I wasn't ready for Sword of Destiny to be so...so... not good.  I wasn't expecting it to be in English foremost, and yet it was.  All of the actors are speak English on screen yet the entire production looked ADRed.  It's not like old Shaw Bros. dubbing, but it's still noticable that the voices aren't 100% in synch with the mouths.  That was blow number one.

Michelle Yeoh is back as Shu Lien, who ends her exile to attend the funeral of her friend, Sir Te.  But Sir Te's compound is rocked by two interlopers, Wei Feng (servant of the dreaded warlord Hades Dai) and Snow Vase, an enemy of the warlord.  Wei Feng is captured while Snow Vase implores Shu Lien to train her in the Iron Way.  Meanwhile, Hades Dai is on the warpath after a prophecy tells him that a great sword, the Green Dragon, will be his undoing.

Blow number two finds film completely undercutting the beautiful tragedy of Crouching Tiger.  I love me some Donnie Yen but having him show up as Meng Shizhao, Li Mu Bai's supposedly dead brother and Shu Lien's former betrothed is some rank B.S.  It's certainly not used for anything even closely approximating the dramatic or romantic tension of the first film, and it's just feels like a romantic entanglement by default.

The film finds Shizhao recruiting a band of heroes to help stop Hades Dai, and they're a fun lot, but not given nearly enough to do in the film before most become fodder for Hades Dai's army.  Their memorial service is perhaps the most touching moment of the film, in a film that's otherwise largely devoid of touching moments.

It's third failing is it's craftless and heartless.  Woo-peng Yeun takes on the role of director, but it has almost a TV movie quality to it.  There's the occasionally well-shot scene that hints at the original, but the pervasive use of passable CGI (something the original only used to remove the wires) makes it feel and definitely look less like a sequel than yet another derivative.  I don't doubt that Woo-ping wasn't actually trying to emulate Ang Lee's style, as this seems to be more your conventional actioneer, but the callbacks particularly in the score are what pains me the most.  I could accept it as a lesser than on its own terms, but those score beats just keep drawing thoughts of the original back.

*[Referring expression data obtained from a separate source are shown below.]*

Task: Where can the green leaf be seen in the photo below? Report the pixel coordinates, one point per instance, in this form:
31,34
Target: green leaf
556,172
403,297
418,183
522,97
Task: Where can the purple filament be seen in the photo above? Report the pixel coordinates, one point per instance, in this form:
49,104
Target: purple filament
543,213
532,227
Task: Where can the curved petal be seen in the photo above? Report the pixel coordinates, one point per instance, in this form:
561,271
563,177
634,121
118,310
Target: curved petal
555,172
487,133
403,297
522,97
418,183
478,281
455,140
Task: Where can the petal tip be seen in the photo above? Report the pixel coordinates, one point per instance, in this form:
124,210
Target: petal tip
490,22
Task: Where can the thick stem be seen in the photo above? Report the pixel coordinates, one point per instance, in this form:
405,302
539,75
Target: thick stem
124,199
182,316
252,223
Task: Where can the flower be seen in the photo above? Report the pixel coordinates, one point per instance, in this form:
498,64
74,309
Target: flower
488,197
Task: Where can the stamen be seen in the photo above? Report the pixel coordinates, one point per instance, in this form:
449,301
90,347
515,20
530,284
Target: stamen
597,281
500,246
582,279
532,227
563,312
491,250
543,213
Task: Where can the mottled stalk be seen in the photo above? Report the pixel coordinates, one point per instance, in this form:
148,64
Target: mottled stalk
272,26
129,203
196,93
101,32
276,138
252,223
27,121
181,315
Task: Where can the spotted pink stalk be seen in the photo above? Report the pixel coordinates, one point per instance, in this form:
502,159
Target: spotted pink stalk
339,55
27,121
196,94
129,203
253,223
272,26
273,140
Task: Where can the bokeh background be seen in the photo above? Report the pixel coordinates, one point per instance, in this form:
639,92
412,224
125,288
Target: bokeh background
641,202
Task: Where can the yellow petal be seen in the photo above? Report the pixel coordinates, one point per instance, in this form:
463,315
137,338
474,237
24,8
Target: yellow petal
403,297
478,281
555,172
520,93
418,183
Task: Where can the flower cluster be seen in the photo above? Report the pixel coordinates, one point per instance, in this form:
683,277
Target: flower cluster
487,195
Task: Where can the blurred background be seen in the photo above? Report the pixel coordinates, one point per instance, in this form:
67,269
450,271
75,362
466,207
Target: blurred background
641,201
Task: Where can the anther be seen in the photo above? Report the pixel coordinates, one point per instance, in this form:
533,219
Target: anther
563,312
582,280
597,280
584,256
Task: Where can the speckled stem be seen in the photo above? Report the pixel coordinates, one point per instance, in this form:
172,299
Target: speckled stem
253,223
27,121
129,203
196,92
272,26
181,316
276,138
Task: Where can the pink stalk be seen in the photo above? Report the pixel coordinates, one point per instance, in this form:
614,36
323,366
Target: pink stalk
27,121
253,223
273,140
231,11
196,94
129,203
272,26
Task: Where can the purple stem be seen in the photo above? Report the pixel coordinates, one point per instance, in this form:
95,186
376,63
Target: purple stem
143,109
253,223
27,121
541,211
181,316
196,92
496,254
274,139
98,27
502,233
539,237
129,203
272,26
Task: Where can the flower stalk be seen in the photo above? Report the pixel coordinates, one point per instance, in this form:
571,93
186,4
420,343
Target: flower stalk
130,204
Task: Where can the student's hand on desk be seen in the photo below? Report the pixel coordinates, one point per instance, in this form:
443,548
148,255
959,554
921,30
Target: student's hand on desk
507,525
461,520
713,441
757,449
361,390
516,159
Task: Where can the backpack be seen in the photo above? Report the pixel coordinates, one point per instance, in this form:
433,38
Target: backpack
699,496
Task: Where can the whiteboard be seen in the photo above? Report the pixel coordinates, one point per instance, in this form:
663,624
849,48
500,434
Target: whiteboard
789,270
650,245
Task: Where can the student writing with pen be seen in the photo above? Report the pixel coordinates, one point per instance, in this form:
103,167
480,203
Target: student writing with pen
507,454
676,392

The fight choreography (assuredly Woo-ping was involved but doubtlessly so was Donnie Yen) is quite good, and the fights are well orchestrated and fun to watch.  It's just unfortunate that the rest of the film is so dire and dull.  The characters don't resonate at all, their chemistry (beyond Shizhao's band of merry men and women) doesn't connect.  Yen and Yeoh on screen seem like old pals, rather than reunited lost lovers, which makes sense given they are old pals...but they it's like they're not even trying for romantic chemistry.

The story is repetitive, hitting a lot of the same ideas as Lee's film, particularly in the contracts between the young rogues in love and the old, seasoned warriors fighting their attraction...and yet it fails to not just live up to the past but even strive to differentiate itself.  For all the complaints about Star Wars: Episode 7 hitting the same beats as Episode 4, it at least found new footing in its new characters.  Here they fail to even build new characters. They're so bland, and the focus here is unfortunately what Crouching Tiger managed to actually avoid; by making the action the center of the film the story is treated like a cast off.

It's so disappointing.  I'm curious to know more of the stories from the Crane Iron Pentology, it's just obvious I'm not going to get any satisfaction from any further films.